The article continues:
In addition to seven floors of classroom space — spread over five above-ground levels and two subterranean floors — the school’s design includes a 3,000-square-foot “play yard” on the building’s fourth floor and a 2,100-square-foot open space on the ground floor, located to the east of and behind the new building.
The rendering shows the fourth-floor play yard on the southwest corner of the tower, partially enclosed by the facade, but allowing for access to the outdoors by way of several large, rectangular cut-outs in the brick.
GFCP committed to building the school as a part of an environmental agreement made with the city in 2009. The Department of Education originally sited the school as a combination elementary and middle school, but many parents and elected officials in the neighborhood pushed the department to dedicate all 616 seats to middle school students.
Note that the use of the school--mixed, or just middle-school--remains unresolved.

Actually, the commitment to build a school--not necessarily one in this tower--was made as part of the 2009 Modified General Project Plan, which is a state agreement, with Empire State Development, and later followed up in the Second Amended Memorandum of Environmental Commitments.
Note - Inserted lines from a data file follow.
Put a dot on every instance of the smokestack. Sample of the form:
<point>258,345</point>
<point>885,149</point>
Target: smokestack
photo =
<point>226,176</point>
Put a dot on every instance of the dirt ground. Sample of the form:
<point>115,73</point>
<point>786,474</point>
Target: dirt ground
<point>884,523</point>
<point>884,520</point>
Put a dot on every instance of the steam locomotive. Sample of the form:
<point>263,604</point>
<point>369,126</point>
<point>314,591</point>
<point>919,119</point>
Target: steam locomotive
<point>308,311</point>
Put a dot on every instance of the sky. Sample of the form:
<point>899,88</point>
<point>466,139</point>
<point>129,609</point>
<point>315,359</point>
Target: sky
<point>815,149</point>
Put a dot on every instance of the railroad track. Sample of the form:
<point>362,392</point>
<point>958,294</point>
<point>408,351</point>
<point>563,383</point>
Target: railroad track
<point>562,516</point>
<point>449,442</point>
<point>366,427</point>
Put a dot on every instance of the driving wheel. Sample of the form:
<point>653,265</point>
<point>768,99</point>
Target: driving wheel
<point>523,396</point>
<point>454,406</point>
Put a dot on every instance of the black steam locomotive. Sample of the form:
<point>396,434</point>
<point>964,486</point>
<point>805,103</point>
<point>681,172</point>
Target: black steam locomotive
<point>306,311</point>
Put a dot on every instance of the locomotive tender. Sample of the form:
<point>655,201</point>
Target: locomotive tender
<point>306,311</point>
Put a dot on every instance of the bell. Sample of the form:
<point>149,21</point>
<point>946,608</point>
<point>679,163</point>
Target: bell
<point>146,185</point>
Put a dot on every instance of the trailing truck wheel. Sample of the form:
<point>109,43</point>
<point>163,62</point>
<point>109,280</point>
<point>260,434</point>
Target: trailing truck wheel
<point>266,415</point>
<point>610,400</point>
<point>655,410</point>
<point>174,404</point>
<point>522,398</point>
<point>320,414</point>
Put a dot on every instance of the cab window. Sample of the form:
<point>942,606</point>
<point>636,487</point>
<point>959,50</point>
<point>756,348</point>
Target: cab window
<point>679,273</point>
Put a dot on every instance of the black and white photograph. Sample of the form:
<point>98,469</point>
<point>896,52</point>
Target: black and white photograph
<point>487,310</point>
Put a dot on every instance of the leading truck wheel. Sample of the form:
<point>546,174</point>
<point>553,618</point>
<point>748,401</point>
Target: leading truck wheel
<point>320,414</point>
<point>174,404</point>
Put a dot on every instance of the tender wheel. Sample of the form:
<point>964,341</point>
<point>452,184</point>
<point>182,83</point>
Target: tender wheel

From the MGPP:
At the option of the New York School Construction Authority, the New York City Department of Education or other appropriate agency (collectively, the "DOE"), FCRC will be obligated to construct, on the Phase II Site, at the expense of DOE, a public school (the "School") comprised of approximately 100,000 square feet in the base (starting on the ground floor and located on contiguous floors) for such grades as determined by DOE based on need. The exact configuration of the School would be determined by mutual agreement of DOE and FCRC. It is expected that the School would be located in Building 5 or a suitable alternative, as mutually agreed by DOE and FCRC.
As noted, Building 5, which would have been over the railyard, has been replaced by Building 15, as mentioned in the second document.

Note that the presence of a school is not a gift from the developer. It is, to quote the Second Amended Memorandum of Environmental Commitments, a "mitigation for the projected significant adverse impact to the supply of elementary and intermediate school seats."